IoT Lives Better On the Edge

Any scan of the Internet of Things literature (IoT), and there is lots of it, exposes the reader to a mix of assertions and impressions that are hard to ignore if you are in the field. The most common theme starts with the usual forecast that the market will soon be awash with tens of billions of machines, devices, and sensors “Things” in the next 2 to 5 years, that all these will cause a huge Big Data problem, and that all this will require significant investments in the network, Cloud, and analytics or other types of enterprise applications. Not surprisingly perhaps, the primary source of much of this literature are the large marketing machines of traditional enterprise IT vendors trying to keep their wares relevant and to protect their heavy investments in technologies, products, and channels in the fast approaching IoT era. While this view may be generally true in the long term (next 10 or more years) for some applications, it is a simplistic over generalization for many IoT applications and is not true for many others. The bigger concern however is that the remote central data integration and analysis architecture approach that commonly underlies and justifies this dominant view in IoT marketing literature ignores, not clear if by omission or commission, many factors that are particularly important for the types of applications that will drive most of the growth in the number of “Things” and dollars the same literature love to quote. These factors include but are not limited to the following:

  • The type and nature of the “things” that will drive the anticipated growth. These are certainly not the Jet Engines, Windmills, or even the few billion smartphones that dominate the hype literature but rather small and in most cases resource-starved sensors and devices. More importantly these types of devices will not be pushing video or steady streams of high volume data into the network but rather generating low-bit data rates infrequently and in bursts. Unfortunately this is just one of the many problems that come with the false implied-homogeneity of referring to the vast types of sensors and devices as simply “Things”.
  • The loss of time and context when data is moved away from its local collection point. This makes the “Thing” itself, whenever possible, the ideal place for data filtering and the local access point or gateway the ideal place for integrating local inputs and constructing local contexts, outputs, and decisions. Please note that this kind of local context sensitive functionality is done in the firmware inside pre-IoT devices today (otherwise your fire detector would ring all the time or not at all) and that it is only natural to extend this capability to cover additional IoT functionality in the future.
  • The large number and types of applications that have different requirements than the few application focused on the finite market for targeted advertising and maintenance of large expensive assets that seem to dominate the literature. While these types of applications may be important, the number of applications that require integration of data from many geographically dispersed local domains (“GDLDs”) to make very complex analytical decision at a remote central point (Cloud or Enterprise on premise) are much smaller than ones where the data needed to make an intelligent timely and in most cases a simpler decision is all local.
  • The Economics and QoS requirements will preclude the architectures that rely on remote central integration and analysis of data. In a significantly large number of applications it is neither possible nor economically wise to provide data integration and analysis functionality remotely in the cloud or the Enterprise particularly as more of the resources required to support IoT functionality are built into Things (machines, devices, and sensors) and local gateways over the next few years. This includes many potentially more exciting classes of IoT applications where the real-time and latency QoS requirements cannot be supported by this approach and where the constant recurring cost of shipping data over the network to make decisions that do not depend on data from GDLDs remotely then ship them back to be acted upon locally does not make economic sense.

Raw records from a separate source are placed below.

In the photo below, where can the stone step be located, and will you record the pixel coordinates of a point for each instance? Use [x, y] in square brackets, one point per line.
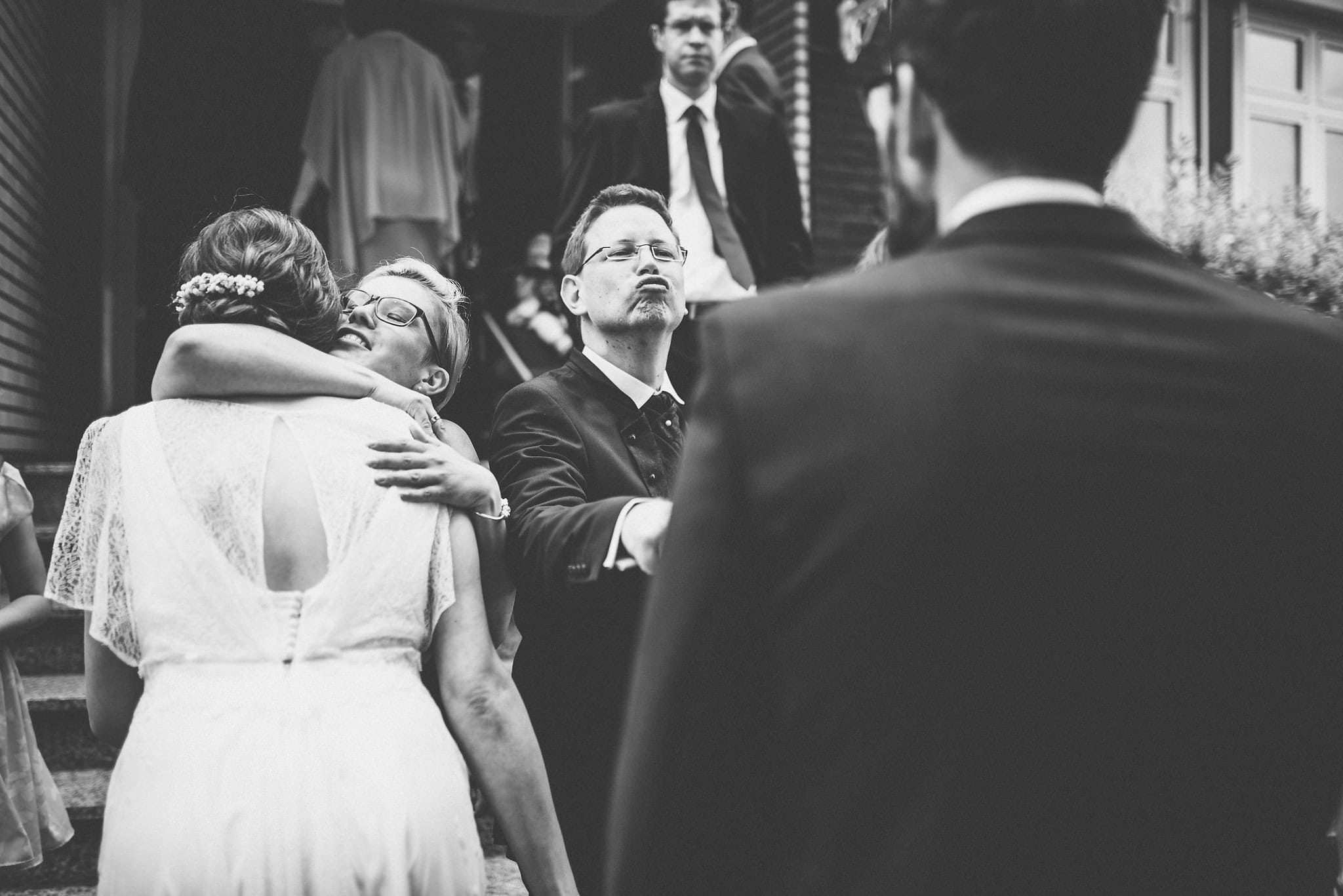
[52, 648]
[61, 722]
[55, 692]
[49, 482]
[84, 792]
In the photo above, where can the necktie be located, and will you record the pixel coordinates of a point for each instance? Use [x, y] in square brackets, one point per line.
[725, 238]
[665, 419]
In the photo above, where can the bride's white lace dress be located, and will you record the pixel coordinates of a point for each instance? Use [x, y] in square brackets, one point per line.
[284, 742]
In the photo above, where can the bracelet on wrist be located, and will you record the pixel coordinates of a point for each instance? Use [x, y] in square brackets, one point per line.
[506, 512]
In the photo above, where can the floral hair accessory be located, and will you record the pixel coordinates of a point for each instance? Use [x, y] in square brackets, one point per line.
[205, 284]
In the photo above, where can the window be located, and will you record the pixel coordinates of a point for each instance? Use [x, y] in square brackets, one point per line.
[1290, 125]
[1165, 117]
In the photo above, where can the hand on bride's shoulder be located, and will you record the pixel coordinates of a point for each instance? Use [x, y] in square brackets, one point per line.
[443, 472]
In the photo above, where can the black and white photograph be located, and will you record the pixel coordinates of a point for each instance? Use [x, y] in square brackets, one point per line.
[670, 448]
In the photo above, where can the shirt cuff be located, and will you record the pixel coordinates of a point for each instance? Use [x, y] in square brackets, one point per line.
[624, 563]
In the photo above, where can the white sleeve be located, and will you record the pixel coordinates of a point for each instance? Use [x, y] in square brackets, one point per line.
[89, 562]
[442, 593]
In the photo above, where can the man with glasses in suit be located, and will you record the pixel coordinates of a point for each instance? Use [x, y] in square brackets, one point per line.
[586, 456]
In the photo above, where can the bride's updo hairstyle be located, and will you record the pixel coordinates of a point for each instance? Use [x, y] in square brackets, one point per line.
[298, 292]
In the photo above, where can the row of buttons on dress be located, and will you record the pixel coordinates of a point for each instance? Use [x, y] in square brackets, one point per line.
[296, 609]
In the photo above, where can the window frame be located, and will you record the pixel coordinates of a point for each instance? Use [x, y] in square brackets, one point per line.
[1308, 109]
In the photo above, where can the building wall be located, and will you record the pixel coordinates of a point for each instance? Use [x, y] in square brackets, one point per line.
[50, 211]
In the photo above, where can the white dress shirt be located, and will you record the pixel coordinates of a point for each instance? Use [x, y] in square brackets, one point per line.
[639, 393]
[1006, 193]
[707, 276]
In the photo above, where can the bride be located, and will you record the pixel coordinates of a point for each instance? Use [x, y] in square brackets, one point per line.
[256, 610]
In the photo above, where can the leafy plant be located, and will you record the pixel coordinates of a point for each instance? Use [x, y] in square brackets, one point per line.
[1289, 249]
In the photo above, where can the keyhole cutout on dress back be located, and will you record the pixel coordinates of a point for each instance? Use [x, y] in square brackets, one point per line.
[294, 541]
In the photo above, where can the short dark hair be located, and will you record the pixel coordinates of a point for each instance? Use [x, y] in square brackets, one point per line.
[1048, 87]
[300, 297]
[658, 11]
[602, 203]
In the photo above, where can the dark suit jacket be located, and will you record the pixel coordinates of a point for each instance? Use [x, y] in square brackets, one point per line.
[1014, 572]
[570, 450]
[750, 78]
[626, 142]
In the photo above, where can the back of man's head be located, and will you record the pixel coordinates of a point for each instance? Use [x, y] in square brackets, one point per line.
[657, 11]
[1033, 87]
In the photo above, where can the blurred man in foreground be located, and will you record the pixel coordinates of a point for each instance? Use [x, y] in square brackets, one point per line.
[1016, 570]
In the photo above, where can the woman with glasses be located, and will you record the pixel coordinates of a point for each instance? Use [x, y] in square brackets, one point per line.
[386, 349]
[257, 612]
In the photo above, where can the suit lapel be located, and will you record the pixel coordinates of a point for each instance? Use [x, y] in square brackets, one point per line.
[732, 140]
[653, 140]
[629, 419]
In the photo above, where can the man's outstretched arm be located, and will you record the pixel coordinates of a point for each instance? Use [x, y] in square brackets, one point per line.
[688, 811]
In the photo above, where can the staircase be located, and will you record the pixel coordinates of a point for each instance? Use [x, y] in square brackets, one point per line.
[50, 661]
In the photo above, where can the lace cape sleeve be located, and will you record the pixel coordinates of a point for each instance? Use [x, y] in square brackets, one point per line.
[15, 500]
[89, 563]
[442, 594]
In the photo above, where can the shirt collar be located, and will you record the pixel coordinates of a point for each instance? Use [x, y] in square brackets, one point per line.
[744, 42]
[634, 389]
[1017, 191]
[677, 102]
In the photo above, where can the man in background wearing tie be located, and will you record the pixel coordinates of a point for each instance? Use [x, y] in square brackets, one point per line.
[725, 168]
[586, 454]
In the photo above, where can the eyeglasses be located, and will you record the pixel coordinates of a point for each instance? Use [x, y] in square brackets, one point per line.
[629, 252]
[685, 26]
[388, 309]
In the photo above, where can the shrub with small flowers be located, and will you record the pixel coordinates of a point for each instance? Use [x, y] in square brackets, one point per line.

As discussed above, while this view and the remote central data integration and analysis architecture approach that underlies it makes sense for some important applications, common systems and networking engineering sense implies that this will be more the exception rather than the rule. In addition to the business, architecture, and engineering issues above, the traditional remote Cloud or HQ-based data collection and analytics approach ignores many of the important differences between the traditional Internet of People and the emerging Internet of Things that I intent to blog about in the future.

While there are a number of IoT architectures variations possible and many under development (more on that also in future blogs), the best and most promising ones recognize that the great variety of IoT applications require an agile and flexible architecture with built-in provisions for placing the data filtering, aggregation, analysis, and the resulting decisions and actions wherever needed based on the requirements of different applications. That said, if it makes sense to have a generic default architecture starting point for your business or for a “generic” IoT application (if such an abstraction has enough utility at all) it would be to deploy all data collection, filtering, aggregation, decision(s), and action(s) locally in the device domain or as near as possible to the edge of the network and to progressively and slowly move outward only when the application requirements absolutely dictate it.